In this repository I've collected some analysis written on Jupyter Notebook with Python about Covid-19 data for Italy. The structure of the repository is as follows:
Italy_Covid-19/
│
├── Data/
│ ├── national_trend.csv
│ ├── regions_trend.csv
│ ├── provinces_trend.csv
├── Shapefiles/
│ ├── regions/
│ │ ├── italy_regions.shp
│ │ ├── italy_regions.shx
│ │ ├── italy_regions.prj
│ │ ├── italy_regions.dbf
│ │ ├── italy_regions.cpg
│ ├── provinces/
│ │ ├── italy_provinces.shp
│ │ ├── italy_provinces.shx
│ │ ├── italy_provinces.prj
│ │ ├── italy_provinces.dbf
│ │ ├── italy_provinces.cpg
├── src/
│ ├── EDA.ipynb
│ ├── Forecasting.ipynb
│ ├── load_data.py
The jupyter notebooks have been built to work with the project structure above; specifically, once downloaded the repository one just needs to run jupyter and open the notebooks to start working.

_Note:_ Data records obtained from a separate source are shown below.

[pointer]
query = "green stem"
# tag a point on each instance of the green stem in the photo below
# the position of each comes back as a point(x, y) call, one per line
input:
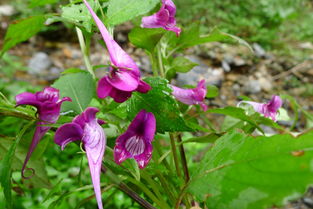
point(175, 157)
point(85, 51)
point(152, 183)
point(162, 73)
point(183, 158)
point(153, 64)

Data is directly imported in the jupyter notebook from the following github repository, which is the official one of Italian Civil Protection: (https://github.com/pcm-dpc/COVID-19).
Data can be manually downloaded as CSV files from the latter and saved in the Data directory.
In order to plot geographic data i've also dowloaded shapefiles from the following site: (http://www.diva-gis.org/gdata)
There are two mainly shape files:
- italy_regions.shp: shapefile with regions of italy.
- italy_provinces.shp: shapefile with provinces of italy.
Up to now I'm working on the following notebooks, saved in the src directory (code sources):
- EDA.ipynb: in this notebook there is a basic EDA, the codes are commented to understand the usage.
In order to plot geographic data I've used geopandas package (the official page suggests to create a specific
virtual environment and install the geopandas dependencies there to avoid possible conflicts). - Forecasting.ipynb: in this notebook i've tried to forecast the trend of total cases in each region. I've used:
- Logistic model
- LSTM: implementation of long-short time memory network to model the growth of coronavirus cases with a data-driven approach.
The aim of these analysis is simply to have a global view on behavior of Coronavirus in my country. Some difficulties are related to the task of predictive modeling:
- Little amount of historical data.
- Missing of important information such as exogenous variables (i.e. restriction policies and so on) and epidemiological variables characterizing virus spread in the actual dataset.
The latter motivates the use of a data-driven approach exploiting the potentiality of Deep Learning methods (such as LSTM). Anyone who is interested in the analysis and has suggestions/hints about possible predictive models can write me to the following mail address: [email protected]
Data comes from various public sources, I believe that the results dataset can be classified under Public Domain and Dedication License.